Presiden telah mempresentasikan perubahan yang diperlukan untuk menyelamatkan Tunisia dari kelumpuhan politik dan stagnasi ekonomi selama bertahun-tahun, dan pada Sabtu pagi dia mendesak para pemilih untuk mengambil bagian dalam pemilihan.

Namun, beberapa warga Tunisia yang telah berbicara dengan Reuters selama beberapa pekan terakhir mengatakan mereka tertarik, melihat parlemen baru sebagai tidak relevan dan pemungutan suara sebagai gangguan dari krisis ekonomi yang menghancurkan hidup mereka.

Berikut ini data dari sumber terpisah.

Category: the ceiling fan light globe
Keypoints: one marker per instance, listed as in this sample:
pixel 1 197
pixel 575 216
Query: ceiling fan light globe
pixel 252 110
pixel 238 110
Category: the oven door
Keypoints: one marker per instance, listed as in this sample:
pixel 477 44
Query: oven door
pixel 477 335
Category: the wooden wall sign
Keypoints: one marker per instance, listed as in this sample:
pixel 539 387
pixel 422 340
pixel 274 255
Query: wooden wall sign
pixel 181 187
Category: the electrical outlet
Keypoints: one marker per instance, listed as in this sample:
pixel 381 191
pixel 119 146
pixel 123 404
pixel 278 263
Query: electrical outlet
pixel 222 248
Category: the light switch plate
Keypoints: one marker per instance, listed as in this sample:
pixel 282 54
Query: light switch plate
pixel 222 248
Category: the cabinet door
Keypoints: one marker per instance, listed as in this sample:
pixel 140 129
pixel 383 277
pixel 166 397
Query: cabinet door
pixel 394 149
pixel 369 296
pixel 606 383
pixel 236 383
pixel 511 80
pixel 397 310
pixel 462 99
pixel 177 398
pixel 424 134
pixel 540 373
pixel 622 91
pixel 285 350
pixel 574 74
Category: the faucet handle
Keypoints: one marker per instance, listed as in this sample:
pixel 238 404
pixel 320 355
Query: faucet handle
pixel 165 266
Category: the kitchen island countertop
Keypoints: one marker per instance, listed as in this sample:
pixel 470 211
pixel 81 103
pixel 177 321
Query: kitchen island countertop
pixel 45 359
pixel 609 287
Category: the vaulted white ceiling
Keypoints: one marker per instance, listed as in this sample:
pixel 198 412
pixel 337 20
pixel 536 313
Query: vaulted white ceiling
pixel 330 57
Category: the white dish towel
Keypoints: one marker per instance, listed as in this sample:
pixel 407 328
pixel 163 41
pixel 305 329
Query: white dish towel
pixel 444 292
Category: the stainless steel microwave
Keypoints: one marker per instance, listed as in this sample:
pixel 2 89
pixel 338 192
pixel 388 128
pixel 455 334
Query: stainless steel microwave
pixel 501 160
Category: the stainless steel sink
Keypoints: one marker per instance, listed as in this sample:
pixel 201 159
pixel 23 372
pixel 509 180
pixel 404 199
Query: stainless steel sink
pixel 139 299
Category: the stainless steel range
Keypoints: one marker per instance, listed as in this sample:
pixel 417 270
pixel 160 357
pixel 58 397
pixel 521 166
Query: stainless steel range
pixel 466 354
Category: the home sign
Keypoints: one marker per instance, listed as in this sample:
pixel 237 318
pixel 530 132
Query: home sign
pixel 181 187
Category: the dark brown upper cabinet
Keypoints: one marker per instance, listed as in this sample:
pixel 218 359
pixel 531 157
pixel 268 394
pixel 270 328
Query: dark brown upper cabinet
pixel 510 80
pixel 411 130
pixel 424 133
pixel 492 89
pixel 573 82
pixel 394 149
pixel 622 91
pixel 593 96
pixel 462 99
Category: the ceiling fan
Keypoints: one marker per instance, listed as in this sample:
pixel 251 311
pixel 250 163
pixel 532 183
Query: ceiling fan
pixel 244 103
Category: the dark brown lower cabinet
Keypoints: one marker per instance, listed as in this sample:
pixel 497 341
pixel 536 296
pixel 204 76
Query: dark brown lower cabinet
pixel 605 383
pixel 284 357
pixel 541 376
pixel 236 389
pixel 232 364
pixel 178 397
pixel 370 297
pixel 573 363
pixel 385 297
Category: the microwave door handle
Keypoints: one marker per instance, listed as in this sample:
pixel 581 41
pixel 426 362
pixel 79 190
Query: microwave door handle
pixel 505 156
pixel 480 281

Berbicara pada Sabtu malam, kepala Front Keselamatan oposisi Nejib Chebbi menyerukan transisi politik, dengan pemilihan presiden dan dialog nasional.

Protes terhadap Saied kadang-kadang menarik lebih dari 10.000 demonstran tetapi lebih sering mencapai ratusan dan oposisi tetap terpecah.

Pertanyaan tentang legitimasi dapat menjadi masalah bagi presiden karena pemerintahnya bergulat dengan penerapan reformasi ekonomi yang tidak populer seperti pemotongan subsidi untuk mengamankan dana talangan internasional atas keuangan negara.

Perekonomian menyusut lebih dari 8% selama pandemi COVID-19 dan pemulihan berjalan lambat. Beberapa bahan makanan pokok dan obat-obatan telah hilang dari rak dan semakin banyak orang Tunisia yang menantang bahaya penyeberangan Mediterania yang terlarang untuk mencari kehidupan baru di Eropa.

Partai-partai politik yang mendominasi parlemen sebelumnya, yang dipilih pada 2019 dengan jumlah pemilih sekitar 40%, menuduh Saied melakukan kudeta atas penutupan parlemennya tahun lalu dan mengatakan dia telah melembagakan pemerintahan satu orang.

Di bawah undang-undang pemilu Saied yang baru, yang disahkan melalui dekrit, partai politik akan memiliki peran yang jauh lebih kecil dalam pemilu bahkan jika mereka ikut serta. Afiliasi partai tidak dimasukkan dalam surat suara di samping nama kandidat.

Ketua komisi pemilu Farouk Bouasker, yang mengumumkan jumlah pemilih, menggambarkannya sebagai "sederhana tapi tidak memalukan", karena sistem pemungutan suara baru dan kurangnya kampanye pemilu berbayar.

Di salah satu TPS pemilih Faouzi Ayarai mengatakan dia optimis tentang parlemen baru. "Pemilu ini adalah kesempatan untuk memperbaiki situasi buruk yang ditinggalkan oleh orang lain selama beberapa tahun terakhir," katanya.

Tapi I Watch, sebuah organisasi pengawas non-pemerintah yang dibentuk setelah revolusi 2011, mengatakan parlemen baru telah "dikosongkan dari semua kekuasaan".

Dengan absennya partai utama, total 1.058 kandidat, hanya 120 di antaranya perempuan, mencalonkan diri untuk memperebutkan 161 kursi.

Untuk 10 di antaranya, tujuh di Tunisia dan tiga diputuskan oleh pemilih ekspatriat, hanya ada satu kandidat. Tujuh kursi lainnya yang diputuskan oleh pemilih ekspatriat tidak memiliki calon sama sekali.